Prior to the 1997 handover, China promised Hong Kong (and the world) "one country, two systems." The message now from Beijing? One country, moving towards one system – and it's not the Hong Kong model.

The election by universal suffrage of the chief executive of "the special administrative region" has long been promised. But China's National People's Congress, after dragging its feet, has moved ahead on a plan to control who gets to run in 2017.

Voters will choose the new chief – but Beijing will choose a very short list of candidates. A nominating committee of 1,200 people selected in Beijing will put forward two or three names – think of them as two or three peas in a Beijing-subservient pod.

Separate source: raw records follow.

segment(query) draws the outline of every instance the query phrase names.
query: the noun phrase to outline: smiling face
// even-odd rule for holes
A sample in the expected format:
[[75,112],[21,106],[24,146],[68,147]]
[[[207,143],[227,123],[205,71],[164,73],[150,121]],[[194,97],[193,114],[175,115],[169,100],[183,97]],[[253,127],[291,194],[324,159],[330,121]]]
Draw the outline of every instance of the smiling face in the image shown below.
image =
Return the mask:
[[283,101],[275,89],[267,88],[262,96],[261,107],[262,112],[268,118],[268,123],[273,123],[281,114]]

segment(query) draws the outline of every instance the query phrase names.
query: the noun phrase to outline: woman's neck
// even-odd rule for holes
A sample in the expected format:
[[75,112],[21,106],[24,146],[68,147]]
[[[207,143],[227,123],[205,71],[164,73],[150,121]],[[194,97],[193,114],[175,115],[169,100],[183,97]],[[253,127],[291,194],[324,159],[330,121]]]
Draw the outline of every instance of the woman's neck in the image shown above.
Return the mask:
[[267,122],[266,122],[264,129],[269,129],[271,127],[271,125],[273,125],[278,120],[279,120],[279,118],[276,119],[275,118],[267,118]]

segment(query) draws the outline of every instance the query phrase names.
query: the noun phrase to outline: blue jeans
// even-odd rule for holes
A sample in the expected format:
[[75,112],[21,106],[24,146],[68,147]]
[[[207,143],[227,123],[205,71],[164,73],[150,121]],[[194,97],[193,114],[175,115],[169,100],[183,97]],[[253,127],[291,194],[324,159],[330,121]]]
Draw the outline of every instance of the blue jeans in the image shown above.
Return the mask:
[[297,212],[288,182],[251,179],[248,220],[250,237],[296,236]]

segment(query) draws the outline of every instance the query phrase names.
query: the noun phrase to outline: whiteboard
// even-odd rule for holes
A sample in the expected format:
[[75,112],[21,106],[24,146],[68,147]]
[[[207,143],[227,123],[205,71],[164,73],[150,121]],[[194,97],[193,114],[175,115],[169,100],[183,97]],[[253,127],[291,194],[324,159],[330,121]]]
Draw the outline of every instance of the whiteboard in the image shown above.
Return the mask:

Or as the long-time democratic activist Martin Lee puts it, "What's the difference between a rotten orange, a rotten apple and a rotten banana?"

Previously, approval of the candidacy by one-eighth of the nominating committee was to be enough. That would have allowed a real range of views, policies and character. Hong Kongers could have truly chosen their own leader.

Beijing's plan requires the approval of two-thirds of 70 members of the Legislative Council of Hong Kong. That may not be much of a hurdle. The council itself is only half democratically elected. The rest are chosen from "functional" business and professional associations that Beijing is able to pressure and influence.

If the council turns down this proposal, or if Beijing withdraws, there will be no election of the chief executive by universal suffrage at all. Presumably, the chief executive will still be appointed by the premier of China, as was the present incumbent, Leung Chun-ying.

Hong Kong is no democracy now, nor has it ever been. But with its rule of law and its record on corruption, it has much to offer the rest of China. The country ought to be moving toward institutions like those of Hong Kong. Unfortunately, the trend is in the opposite direction.